# Question #5eb19

Aug 17, 2017

Vertex: $\left(- 1 , 0\right)$

Axis of symmetry: $x = - 1$

$x$-intercept: $\left(- 1 , 0\right)$

#### Explanation:

The vertex is $\left(- 1 , 0\right)$. The equation is in vertex form, which looks like

$y = a {\left(x - h\right)}^{2} + k$

where $h$ is the $x$-coordinate of the vertex and $k$ is the $y$-coordinate. The equation above has no $k$ value, so it's just $0$.

The axis of symmetry is $x = - 1$. The axis of symmetry is always the $x$ value of the vertex.

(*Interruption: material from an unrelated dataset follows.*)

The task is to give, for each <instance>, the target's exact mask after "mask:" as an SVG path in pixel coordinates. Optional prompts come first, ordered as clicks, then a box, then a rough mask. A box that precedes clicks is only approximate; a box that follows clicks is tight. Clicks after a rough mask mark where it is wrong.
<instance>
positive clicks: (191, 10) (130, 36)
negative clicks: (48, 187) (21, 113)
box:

You could also find it through the standard form of a parabola that looks like

$A {x}^{2} + B x + C = 0$

by calculating $- \frac{B}{2 A}$.

The $x$-intercept is $\left(- 1 , 0\right)$. You find this by setting $y = 0$ and solving for $x$.

The $x$-intercept is the factors of the quadratic equation getting set equal to $0$. For example, the $x$-intercepts for the quadratic

$\left(x + 4\right) \left(x - 3\right) = 0$

are $\left(- 4 , 0\right)$ and $\left(3 , 0\right)$. You get this by doing

$x + 4 = 0 \text{ }$ and $\text{ } x - 3 = 0$

and solving for $x$. For the equation above, there is only one different factor. That would only give one $x$-intercept. The graph would bounce on the point $\left(- 1 , 0\right)$ due to the even multiplicity.